Casual Male stores have great selections in apparel and accessories including suits, casual wear, belts, socks, shoes, belts, and undergarments. The goal has always been to be a one-stop shop for their clientele.

History has shown that about 80% of sales are for casual clothing and the balance for more formal apparel such as suits and ties.


   In 2009, CMRG was analyzing its operations and trying to find ways to consolidate operations and cut non-profitable sectors. While reconsidering its Rochester stores, management researched and created a new concept store that it has run with. Where most CMRG stores offer lower prices in a typical 3200 square foot sized store, this new concept store, named Destination XL (DXL), offered good, better, best pricing of products in a large 8000- 12000 square foot store. These stores carry over 1400 more items then the typical store and offer buyers more apparel and accessory choices. The huge inventory in these stores created a "destination" for purchasers and enabled CMRG to close some of the less productive surrounding stores. DXL carries a very wide variety of sizes and brands from value-priced apparel to high-end luxury brands, including private labels to well-known designer brands such as Calvin Klein, Tommy Bahama, Polo Ralph Lauren and Cole Haan.


    What Casual Male management has found is that consumers are willing to travel further, knowing that they will find all their clothing needs in one location and done in a big way. There is no feeling of "second class" in these cutting edge stores.


    Common in these new stores are wider aisles, high ceilings, hardwood floors, and larger dressing rooms. Customer reaction to the concept stores has been excellent. DXL stores show increased sales of 20% over its predecessor stores in each market area one has opened.  CMRG also will launch a web channel in the Fall, providing a very similar customer experience as in the retail channel.


   There are currently six of these stores opened. Management plans to open 14- 15 stores in 2011, 50  locations by late 2012 and a total of 75- 100 by 2015. As this format rollouts and traditional stores are closed, the company will have fewer stores but offer more product and more selling square feet. These new stores should also attract the end of rack guy, waist size 40-44 inches, which already accounts for one -fifth off sales.
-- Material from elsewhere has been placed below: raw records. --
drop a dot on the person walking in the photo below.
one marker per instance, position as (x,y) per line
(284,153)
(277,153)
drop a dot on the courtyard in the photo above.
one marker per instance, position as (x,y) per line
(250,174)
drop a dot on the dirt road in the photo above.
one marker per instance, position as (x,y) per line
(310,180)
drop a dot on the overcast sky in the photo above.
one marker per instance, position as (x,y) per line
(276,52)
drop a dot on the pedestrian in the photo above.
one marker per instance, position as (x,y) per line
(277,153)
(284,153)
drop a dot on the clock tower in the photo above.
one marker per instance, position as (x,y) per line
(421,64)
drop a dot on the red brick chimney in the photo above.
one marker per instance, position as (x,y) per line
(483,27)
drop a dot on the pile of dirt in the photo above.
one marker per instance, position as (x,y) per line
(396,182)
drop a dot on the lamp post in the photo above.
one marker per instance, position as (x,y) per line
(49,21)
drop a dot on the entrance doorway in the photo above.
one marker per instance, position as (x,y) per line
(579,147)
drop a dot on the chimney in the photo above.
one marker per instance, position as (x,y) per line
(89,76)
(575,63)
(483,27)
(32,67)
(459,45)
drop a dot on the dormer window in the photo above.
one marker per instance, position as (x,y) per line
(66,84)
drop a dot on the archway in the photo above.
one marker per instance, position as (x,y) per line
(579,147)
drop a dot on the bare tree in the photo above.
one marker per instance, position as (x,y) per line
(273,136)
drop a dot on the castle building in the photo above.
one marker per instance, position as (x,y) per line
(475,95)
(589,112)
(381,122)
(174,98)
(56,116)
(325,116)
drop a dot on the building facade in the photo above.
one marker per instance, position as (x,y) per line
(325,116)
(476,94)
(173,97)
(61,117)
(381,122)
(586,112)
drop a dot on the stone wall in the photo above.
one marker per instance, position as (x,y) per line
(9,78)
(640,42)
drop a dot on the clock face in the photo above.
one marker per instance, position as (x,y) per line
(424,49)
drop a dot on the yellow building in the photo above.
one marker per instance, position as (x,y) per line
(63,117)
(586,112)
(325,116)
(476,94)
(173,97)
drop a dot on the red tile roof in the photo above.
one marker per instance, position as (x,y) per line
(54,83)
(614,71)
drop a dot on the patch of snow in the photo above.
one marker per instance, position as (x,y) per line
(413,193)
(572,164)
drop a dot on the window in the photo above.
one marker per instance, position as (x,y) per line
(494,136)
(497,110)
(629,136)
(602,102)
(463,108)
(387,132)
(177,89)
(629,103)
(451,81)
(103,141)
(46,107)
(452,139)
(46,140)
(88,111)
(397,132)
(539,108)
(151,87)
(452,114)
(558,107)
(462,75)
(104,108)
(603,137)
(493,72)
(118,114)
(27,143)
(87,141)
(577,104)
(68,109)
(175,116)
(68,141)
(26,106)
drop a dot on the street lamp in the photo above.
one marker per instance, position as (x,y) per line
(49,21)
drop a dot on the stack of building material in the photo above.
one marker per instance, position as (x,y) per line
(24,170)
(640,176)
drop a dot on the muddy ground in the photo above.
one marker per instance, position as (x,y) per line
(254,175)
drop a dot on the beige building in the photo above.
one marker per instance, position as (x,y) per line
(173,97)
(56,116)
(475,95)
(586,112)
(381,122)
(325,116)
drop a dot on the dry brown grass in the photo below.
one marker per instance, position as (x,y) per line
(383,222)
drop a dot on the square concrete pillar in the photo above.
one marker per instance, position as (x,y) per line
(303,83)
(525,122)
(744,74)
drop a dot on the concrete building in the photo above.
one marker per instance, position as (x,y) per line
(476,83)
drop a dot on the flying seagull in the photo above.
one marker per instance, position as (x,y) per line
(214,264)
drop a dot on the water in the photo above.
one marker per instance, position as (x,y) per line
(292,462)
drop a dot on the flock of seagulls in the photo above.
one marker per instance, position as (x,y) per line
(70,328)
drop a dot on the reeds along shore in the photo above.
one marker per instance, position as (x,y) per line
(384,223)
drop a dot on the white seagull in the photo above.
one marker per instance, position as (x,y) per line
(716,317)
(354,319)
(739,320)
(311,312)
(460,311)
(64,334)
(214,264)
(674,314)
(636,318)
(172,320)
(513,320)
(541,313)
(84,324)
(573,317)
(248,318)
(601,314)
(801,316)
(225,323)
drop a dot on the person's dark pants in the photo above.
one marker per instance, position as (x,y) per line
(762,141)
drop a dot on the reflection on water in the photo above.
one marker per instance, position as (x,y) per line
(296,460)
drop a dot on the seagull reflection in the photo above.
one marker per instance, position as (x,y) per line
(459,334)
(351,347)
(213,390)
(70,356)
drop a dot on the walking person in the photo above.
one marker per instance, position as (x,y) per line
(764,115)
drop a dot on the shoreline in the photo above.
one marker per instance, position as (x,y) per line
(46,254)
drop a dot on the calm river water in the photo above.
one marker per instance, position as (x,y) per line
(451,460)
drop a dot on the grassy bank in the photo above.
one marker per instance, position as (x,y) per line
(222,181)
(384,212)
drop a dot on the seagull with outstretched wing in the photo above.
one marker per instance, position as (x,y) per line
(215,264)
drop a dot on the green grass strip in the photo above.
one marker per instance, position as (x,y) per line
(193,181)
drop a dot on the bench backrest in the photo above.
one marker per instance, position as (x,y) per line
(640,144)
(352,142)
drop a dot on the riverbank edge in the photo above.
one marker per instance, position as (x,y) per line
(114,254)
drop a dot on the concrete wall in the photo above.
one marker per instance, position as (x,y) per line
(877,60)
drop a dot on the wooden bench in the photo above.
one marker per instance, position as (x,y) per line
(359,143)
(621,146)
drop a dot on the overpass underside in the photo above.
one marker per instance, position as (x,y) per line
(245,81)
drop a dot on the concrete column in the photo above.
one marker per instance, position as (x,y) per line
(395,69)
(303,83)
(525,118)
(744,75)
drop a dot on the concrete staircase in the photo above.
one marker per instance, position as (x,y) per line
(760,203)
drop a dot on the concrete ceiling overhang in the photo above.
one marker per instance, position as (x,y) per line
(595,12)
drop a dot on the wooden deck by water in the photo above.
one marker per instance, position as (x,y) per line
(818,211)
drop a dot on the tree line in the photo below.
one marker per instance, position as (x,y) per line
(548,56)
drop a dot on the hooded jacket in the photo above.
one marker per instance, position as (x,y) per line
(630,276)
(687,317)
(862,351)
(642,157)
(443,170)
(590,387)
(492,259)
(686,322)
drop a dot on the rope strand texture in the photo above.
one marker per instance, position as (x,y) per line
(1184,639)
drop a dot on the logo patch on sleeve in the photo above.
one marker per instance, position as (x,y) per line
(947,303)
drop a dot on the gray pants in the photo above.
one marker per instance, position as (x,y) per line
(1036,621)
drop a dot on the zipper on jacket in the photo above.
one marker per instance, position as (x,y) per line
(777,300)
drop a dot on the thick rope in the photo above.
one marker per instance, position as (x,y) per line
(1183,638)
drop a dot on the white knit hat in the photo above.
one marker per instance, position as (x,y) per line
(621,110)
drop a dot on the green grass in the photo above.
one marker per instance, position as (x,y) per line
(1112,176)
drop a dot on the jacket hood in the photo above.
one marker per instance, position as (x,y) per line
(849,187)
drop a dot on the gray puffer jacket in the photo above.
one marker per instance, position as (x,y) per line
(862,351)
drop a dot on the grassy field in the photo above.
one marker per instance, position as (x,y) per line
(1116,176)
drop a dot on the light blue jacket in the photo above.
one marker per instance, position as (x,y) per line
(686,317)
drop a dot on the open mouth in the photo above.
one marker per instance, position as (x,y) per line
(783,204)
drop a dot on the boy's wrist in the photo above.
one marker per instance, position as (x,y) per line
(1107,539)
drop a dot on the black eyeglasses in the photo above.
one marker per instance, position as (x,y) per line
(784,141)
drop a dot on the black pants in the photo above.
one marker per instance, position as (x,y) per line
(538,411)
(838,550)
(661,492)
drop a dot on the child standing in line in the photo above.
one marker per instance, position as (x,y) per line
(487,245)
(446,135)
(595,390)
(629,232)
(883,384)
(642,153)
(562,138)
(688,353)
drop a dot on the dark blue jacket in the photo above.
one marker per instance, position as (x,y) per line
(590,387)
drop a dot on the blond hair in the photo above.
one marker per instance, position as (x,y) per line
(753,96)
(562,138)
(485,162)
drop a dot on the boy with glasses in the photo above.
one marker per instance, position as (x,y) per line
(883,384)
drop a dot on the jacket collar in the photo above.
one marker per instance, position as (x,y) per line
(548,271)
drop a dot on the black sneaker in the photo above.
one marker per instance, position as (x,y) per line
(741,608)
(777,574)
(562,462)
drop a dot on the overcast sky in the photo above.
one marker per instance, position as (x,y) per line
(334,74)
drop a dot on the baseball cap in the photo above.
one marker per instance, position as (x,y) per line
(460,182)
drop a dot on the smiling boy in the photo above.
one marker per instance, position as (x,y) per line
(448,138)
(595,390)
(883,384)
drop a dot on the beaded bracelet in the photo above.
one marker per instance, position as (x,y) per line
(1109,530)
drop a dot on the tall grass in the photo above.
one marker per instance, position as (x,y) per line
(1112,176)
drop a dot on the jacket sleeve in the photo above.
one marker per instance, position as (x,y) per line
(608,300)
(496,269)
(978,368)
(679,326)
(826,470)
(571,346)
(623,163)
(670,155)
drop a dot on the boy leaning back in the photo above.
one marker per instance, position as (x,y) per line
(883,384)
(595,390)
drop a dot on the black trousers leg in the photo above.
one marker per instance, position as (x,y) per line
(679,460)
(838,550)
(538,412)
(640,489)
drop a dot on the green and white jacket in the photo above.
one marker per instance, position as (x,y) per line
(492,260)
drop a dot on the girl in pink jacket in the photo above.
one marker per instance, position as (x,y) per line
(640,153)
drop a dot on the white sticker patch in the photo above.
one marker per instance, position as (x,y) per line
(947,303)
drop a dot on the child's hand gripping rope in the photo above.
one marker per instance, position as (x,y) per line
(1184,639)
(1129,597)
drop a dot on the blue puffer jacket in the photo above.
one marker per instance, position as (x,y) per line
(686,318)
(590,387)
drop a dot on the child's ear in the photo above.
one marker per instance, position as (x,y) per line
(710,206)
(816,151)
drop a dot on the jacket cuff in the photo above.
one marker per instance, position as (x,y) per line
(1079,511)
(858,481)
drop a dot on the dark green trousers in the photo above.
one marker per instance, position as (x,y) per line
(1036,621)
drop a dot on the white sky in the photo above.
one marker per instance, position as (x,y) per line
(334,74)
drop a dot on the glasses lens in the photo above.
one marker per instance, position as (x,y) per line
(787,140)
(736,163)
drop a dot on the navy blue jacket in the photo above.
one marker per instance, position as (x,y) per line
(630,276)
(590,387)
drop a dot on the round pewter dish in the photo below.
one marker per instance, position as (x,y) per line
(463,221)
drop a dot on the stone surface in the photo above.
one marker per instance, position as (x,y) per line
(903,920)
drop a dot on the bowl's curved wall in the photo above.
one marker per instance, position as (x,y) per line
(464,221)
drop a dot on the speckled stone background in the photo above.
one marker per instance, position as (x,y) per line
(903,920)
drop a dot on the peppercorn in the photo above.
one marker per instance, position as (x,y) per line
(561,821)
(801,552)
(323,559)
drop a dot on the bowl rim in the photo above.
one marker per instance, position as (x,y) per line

    CMRG reported 1Q EPS of .09 versus a consensus estimate of 0.11. Total comp store sales increased 2.2%. Management indicated this was below estimates due to adverse weather that impacted some stores by an estimated 1.5%. Even with slightly lower traffic, sales per transaction were higher. The company is debt free now, using its cash flow to fund its expansion-conversion program.     


     Earning estimates of $0.41 untaxed for 2011 (using a 35% tax rate we get ($0.26) with a go forward

fiscal 2012 estimate of $0.35.


      So what has us excited about this retailer. Well first, it owns this space with a first-mover advantage.

Americans are not losing weight nor will anytime soon. The field catering to the "big guys" is highly fragmented. They have paid down long-term debt at its peak of $150 million to zero. Free cash flow is about $35-40 million and capex levels running at $20 million for the DXL expansion. Sales per square foot range from $250-300 for DXL stores compared to $150 for the CMXL stores. The four-wall margins approximate 25-30%. They are closing three smaller stores for each new DXL superstore opened, eliminating several store managers, rental expenses and other redundancies. Margins improve and the customers have shown they will drive the extra distance to get a dramatically expanded product selection in one store catering to them.


1.Expanding conversion from smaller stores to large destination stores.
2.Street discovery of this retail segment.